Week 7 Lab: Training Neural Networks

Overview: In this lab you will be completing the building of pieces of your own neural network. You are not allowed to use any neural network or machine learning libraries to implement this. Use vectorization with numpy instead. The learning outcome for this lab is being able to use numerical differentiation to train a neural network. This is a partner lab.

You may find it helpful to watch the following video series to supplement your understanding of training neural networks, but these are based on symbolic differentiation rather than numeric differentiation:

Instructions

Implement the # FIXME week 7 items in your solution to the week 6 lab. If you did not complete the week 6 lab, talk to your instructor. One of the updates will be to replace the current, hard-coded initial sets of weights and biases by code to generate these using random values. When you are finished, the neural network should work for any dimension inputs and any number of nodes in the single hidden layer (layer 2).

The following input files contain training data for your neural network:

The “Full” file has additional valid game configurations.

The first step is to implement the training algorithm and confirm it works by monitoring the lost function. Use the numerical differentiation method described in class to update the network in update_weights. That is, increase and decrease each weight by a small, fixed amount (such as 0.1) and use feed_forward to determine if that reduces or increases loss (or makes no significant difference). This gives you a matrix of deltas; multiply them by the learning rate and add them to create a new set of weights. Over a number of epochs, the loss should decrease and the accuracy should improve.

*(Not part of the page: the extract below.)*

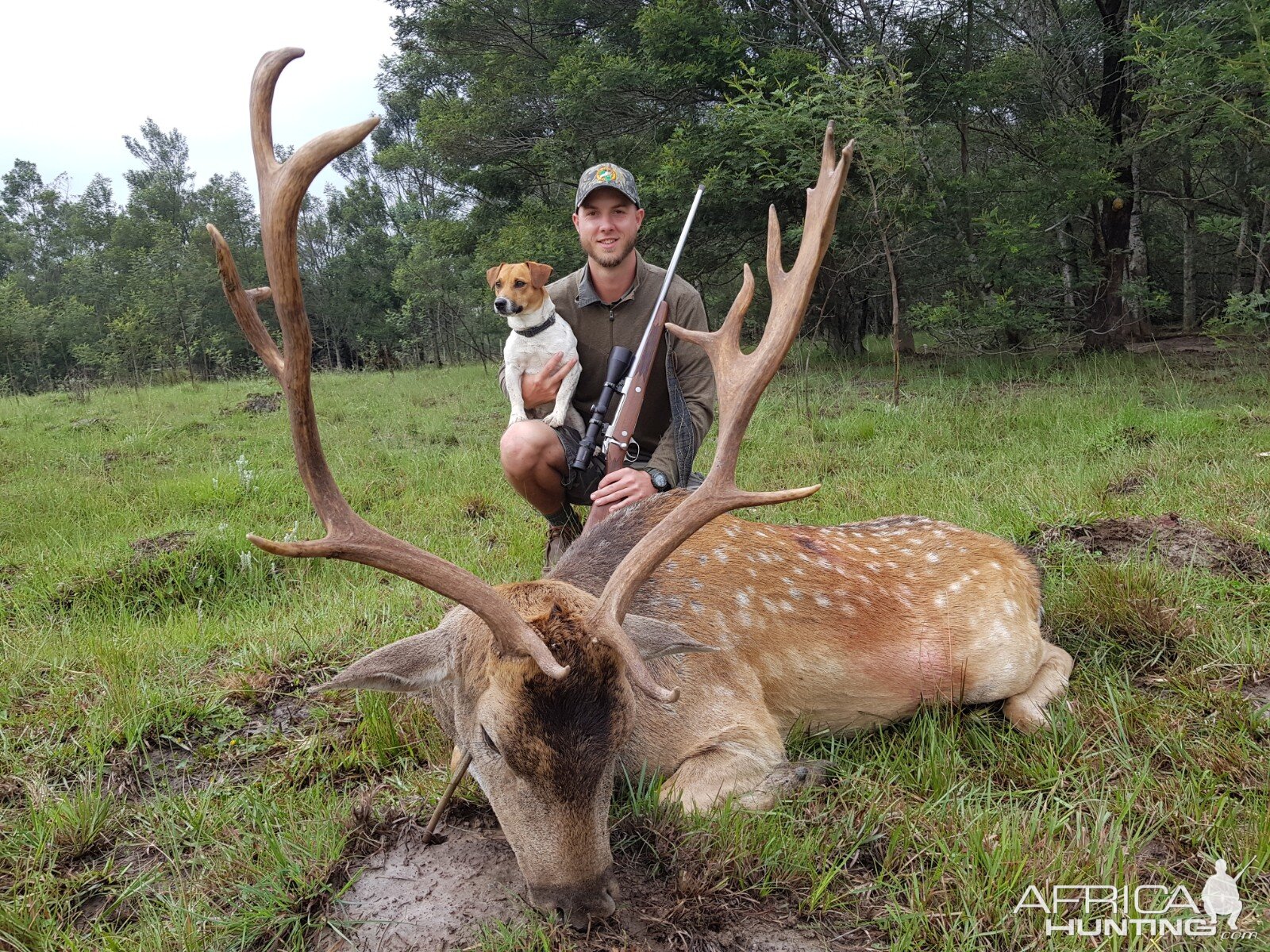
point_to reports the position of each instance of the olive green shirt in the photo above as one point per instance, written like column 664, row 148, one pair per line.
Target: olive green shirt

You are expected to plot the loss function using MatPlotLib to demonstrate that your loss decreases.

You are provided this test file so you can test your code: test_nn.py. This file is not intended to be a comprehensive set of tests, but it should get you going in the right direction. If you aren’t sure why your code isn’t passing a test, feel free to ask the instructor since some of the thresholds are sensitive to implementation details.

Additionally, you are expected to implement a train/test split mechanism for this lab. You should run experiments to see the accuracy differences between using a train/test split of 80/20 and 100/0. You should find/choose hyperparameters that show a difference and document the accuracy differences between splitting and not for the various data sets. Note you can use numpy.random.Generator.shuffle shuffle your data and then use that to generate your splits.

Hints

There is code to compute the first derivative of the sigmoid function in the code wee gave you for week 6, but you will likely not use it in this lab.
Experiment first with the logic gate data when testing your updates.
Look at the shape of the arrays!
Note that the weights and biases that your network learns will be very different than the values we provided in lab 6.
A great place to start is to first implement the random initialization of weights, then implement the update code for just the third layer. You should then be able to observe the loss decrease during training. This may make it easier to debug your code.

Submittal

Write a report containing the following:

The names of all lab partners
A screen shot showing your code working on tic-tac-toeFull.csv; use Snip & Sketch or a similar tool to capture the relevant part of the screen. This should include the split of training vs. test data, a MatPLotLib output showing the reduction in loss, and the evaluation of the neural network against the test data.
Evidence of additional runs capturing results against both tic-tac-toe.csv and tic-tac-toeFull.csv. You may find more effective ways to capture results than the full output listed above. The goal is to demonstrate that your NN configuration and implementation are effective.
A short description of how each partner contributed

Convert the report to PDF and upload it and nn.py file to Canvas for grading. Be sure your nn.py file meets your instructor’s standards!